Vancouver, Vienna, Zurich, Geneva, Copenhagen and Munich might be clean, safe and efficient, but it seems that most people want to live somewhere with a bit more bite.
“One wants to live in places which are large and complex, where you don’t know everyone and you don’t always know what’s going to happen next. Cities are places of opportunity but also of conflict, but where you can find safety in a crowd.”
One counter-intuitive finding of the report is that the cities which attract the highest levels of immigrants year after year are the ones with high levels of economic inequality. Why would that be?
“Richard G Wilkinson and Kate Pickett’s hugely influential book The Spirit Level: Why More Equal Societies Almost Always Do Better (2009) seems to present an obvious truth – that places where the differential in income between the wealthiest and the poorest is smallest tend to engender a sense of satisfaction and well-being. But while it may be socially desirable, that kind of comfort doesn’t necessarily make for vibrancy or dynamism. If everybody is where they want to be, no one is going anywhere.”
Can you imagine what your life would be like today if you suddenly found you had no more hopes, dreams or plans? What if you were exactly where you wanted to be? What then would drive you forward?
It is no great original insight to say that this is what leads so many top celebrities to ruin their lives with drink, drugs and debauchery. When they reach the top, find themselves with everything they ever wanted, there is noting to strive for, they get bored, and have to constantly search and search for something to desire, something to strive for, something to provide stimulation.

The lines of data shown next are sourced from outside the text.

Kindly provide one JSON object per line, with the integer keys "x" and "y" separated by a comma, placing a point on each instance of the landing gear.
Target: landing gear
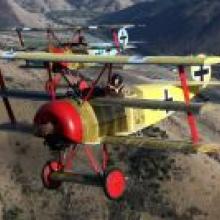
{"x": 112, "y": 180}
{"x": 50, "y": 168}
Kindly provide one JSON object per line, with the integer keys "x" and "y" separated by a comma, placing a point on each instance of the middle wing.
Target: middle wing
{"x": 157, "y": 144}
{"x": 154, "y": 104}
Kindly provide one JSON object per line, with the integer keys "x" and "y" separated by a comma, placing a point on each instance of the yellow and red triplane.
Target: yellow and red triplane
{"x": 90, "y": 120}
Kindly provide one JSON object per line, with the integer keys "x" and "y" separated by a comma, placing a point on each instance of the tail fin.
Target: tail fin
{"x": 123, "y": 37}
{"x": 201, "y": 74}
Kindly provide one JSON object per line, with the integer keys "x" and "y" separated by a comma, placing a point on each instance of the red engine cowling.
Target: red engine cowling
{"x": 64, "y": 117}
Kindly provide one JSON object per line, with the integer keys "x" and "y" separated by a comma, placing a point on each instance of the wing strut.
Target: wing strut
{"x": 191, "y": 117}
{"x": 6, "y": 101}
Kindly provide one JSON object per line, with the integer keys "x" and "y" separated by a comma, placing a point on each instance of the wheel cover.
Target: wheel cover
{"x": 49, "y": 168}
{"x": 115, "y": 184}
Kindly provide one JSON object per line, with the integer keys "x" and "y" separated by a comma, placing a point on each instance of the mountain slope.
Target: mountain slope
{"x": 7, "y": 16}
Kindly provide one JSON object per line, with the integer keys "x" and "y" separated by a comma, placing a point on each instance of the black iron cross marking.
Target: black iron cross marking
{"x": 167, "y": 98}
{"x": 201, "y": 73}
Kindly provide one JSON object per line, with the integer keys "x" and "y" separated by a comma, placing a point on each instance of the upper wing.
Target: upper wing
{"x": 29, "y": 95}
{"x": 157, "y": 144}
{"x": 174, "y": 60}
{"x": 71, "y": 28}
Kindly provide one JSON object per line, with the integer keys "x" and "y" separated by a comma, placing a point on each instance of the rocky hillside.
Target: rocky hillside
{"x": 41, "y": 12}
{"x": 7, "y": 15}
{"x": 174, "y": 26}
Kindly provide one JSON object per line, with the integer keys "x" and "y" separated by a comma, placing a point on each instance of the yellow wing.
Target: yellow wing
{"x": 163, "y": 60}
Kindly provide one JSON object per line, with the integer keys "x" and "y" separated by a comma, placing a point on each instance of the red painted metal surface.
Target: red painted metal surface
{"x": 115, "y": 184}
{"x": 191, "y": 117}
{"x": 105, "y": 157}
{"x": 64, "y": 116}
{"x": 69, "y": 157}
{"x": 48, "y": 169}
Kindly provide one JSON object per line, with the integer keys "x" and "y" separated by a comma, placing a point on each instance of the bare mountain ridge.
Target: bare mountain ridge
{"x": 35, "y": 12}
{"x": 173, "y": 27}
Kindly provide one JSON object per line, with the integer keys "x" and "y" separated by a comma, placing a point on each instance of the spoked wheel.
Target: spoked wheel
{"x": 114, "y": 184}
{"x": 49, "y": 168}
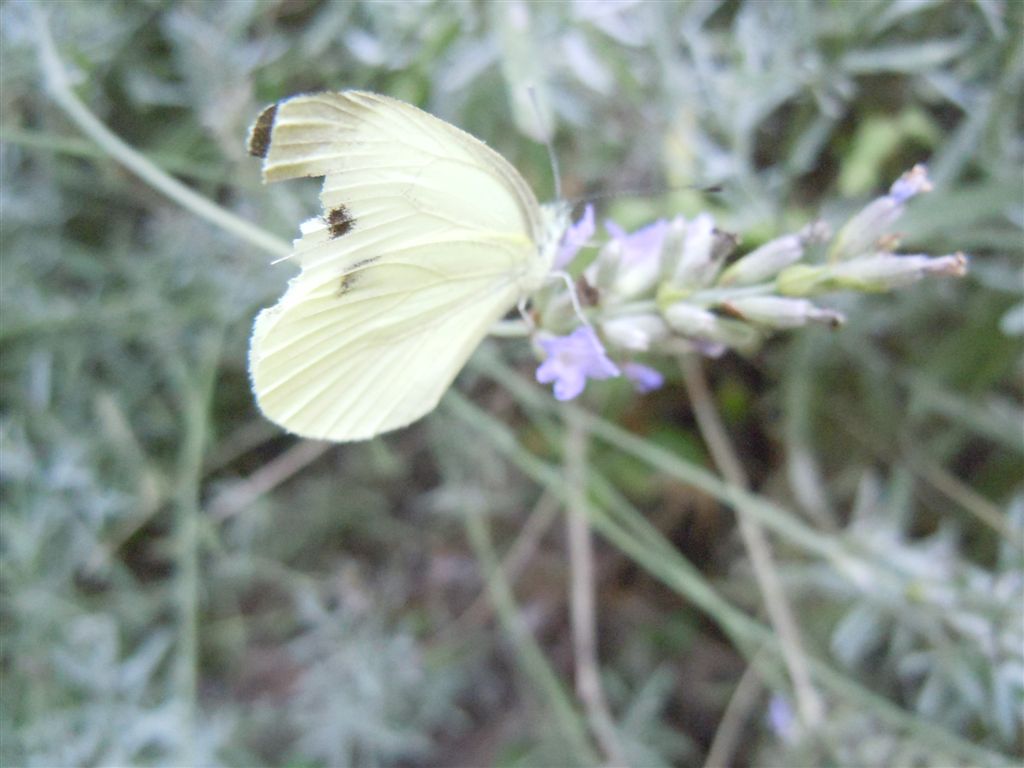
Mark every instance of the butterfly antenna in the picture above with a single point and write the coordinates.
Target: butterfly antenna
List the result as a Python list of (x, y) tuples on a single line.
[(548, 142), (573, 297)]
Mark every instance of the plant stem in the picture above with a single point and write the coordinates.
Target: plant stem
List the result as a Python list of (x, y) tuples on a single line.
[(756, 542), (582, 581), (534, 664)]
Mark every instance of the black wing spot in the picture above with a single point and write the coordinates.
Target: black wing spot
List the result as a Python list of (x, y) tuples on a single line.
[(259, 134), (347, 281), (340, 221), (349, 278)]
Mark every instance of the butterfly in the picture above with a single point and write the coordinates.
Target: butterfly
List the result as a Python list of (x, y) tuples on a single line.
[(427, 238)]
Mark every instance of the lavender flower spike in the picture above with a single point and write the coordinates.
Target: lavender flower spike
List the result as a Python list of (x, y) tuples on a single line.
[(569, 360), (576, 238), (861, 233)]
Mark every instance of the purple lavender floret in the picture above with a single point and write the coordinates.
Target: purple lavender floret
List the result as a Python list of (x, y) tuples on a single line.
[(569, 360)]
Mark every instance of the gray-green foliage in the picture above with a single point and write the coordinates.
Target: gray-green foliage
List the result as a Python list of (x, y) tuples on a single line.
[(181, 587)]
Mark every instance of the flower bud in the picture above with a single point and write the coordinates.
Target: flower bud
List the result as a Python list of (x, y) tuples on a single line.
[(629, 265), (635, 332), (768, 260), (764, 262), (872, 273), (861, 233), (776, 311), (695, 255), (695, 323)]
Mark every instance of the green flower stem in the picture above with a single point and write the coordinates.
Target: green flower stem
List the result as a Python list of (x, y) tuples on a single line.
[(756, 543), (195, 394), (530, 656)]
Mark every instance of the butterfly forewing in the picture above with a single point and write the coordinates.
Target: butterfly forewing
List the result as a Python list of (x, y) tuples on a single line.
[(427, 238)]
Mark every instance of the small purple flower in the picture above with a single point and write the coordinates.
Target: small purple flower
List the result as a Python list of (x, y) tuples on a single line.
[(910, 183), (576, 238), (644, 378), (569, 360)]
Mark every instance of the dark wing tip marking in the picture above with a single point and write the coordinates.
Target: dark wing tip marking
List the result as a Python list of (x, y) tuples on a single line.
[(339, 221), (259, 134)]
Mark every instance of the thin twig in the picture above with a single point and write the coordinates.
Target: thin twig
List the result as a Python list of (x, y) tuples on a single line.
[(237, 498), (516, 558), (527, 651), (58, 85), (582, 582), (744, 695), (779, 612)]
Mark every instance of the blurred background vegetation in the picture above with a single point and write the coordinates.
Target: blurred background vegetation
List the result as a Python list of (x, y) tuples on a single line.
[(185, 585)]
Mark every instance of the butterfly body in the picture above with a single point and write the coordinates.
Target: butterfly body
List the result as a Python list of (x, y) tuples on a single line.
[(428, 238)]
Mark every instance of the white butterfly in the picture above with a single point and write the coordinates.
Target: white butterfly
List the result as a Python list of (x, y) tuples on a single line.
[(428, 237)]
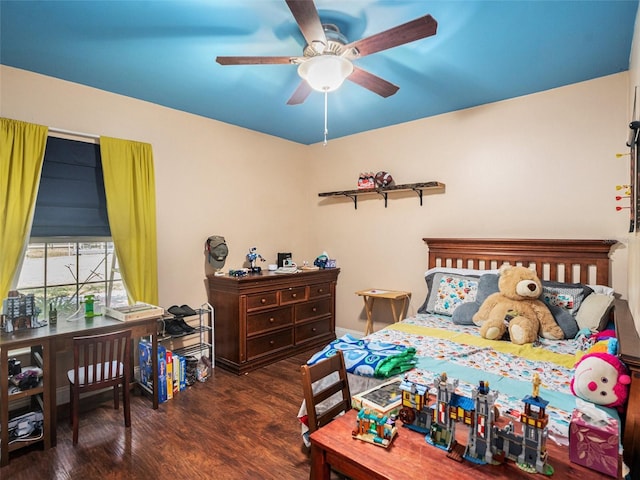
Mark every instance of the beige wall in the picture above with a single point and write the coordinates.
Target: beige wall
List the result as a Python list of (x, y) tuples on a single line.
[(634, 238), (537, 166), (211, 177)]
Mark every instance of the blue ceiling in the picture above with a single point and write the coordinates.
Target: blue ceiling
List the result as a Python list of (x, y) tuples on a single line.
[(164, 52)]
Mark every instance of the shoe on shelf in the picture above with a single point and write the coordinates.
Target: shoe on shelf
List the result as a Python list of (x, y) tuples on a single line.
[(188, 311), (173, 328), (186, 328), (176, 310)]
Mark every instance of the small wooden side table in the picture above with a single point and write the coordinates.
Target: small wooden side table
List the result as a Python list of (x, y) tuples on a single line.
[(393, 296)]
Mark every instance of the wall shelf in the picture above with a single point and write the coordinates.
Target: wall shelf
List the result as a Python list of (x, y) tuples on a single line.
[(435, 187)]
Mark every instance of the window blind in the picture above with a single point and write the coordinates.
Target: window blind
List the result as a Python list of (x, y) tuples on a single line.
[(71, 199)]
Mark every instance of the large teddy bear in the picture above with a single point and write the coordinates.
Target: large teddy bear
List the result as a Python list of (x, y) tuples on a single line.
[(517, 305)]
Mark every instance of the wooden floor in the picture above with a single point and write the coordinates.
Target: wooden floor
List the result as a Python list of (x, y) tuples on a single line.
[(229, 427)]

There’s good news, though. Even if you’ve achieved all your personal life goals, you’ve got your dream job, the perfect home, a loving, happy family, and plenty of money in the bank, there’s one great way of avoiding crushing, debilitating boredom: look to the needs of others.
Move to one of the world’s lovable cities and start to actively love it. Find the people at the bottom of the pile and give them a hand up. You’ll never find yourself short of challenges or goals there, and you might just find that the perfect place to live is a place that’s a little less than perfect.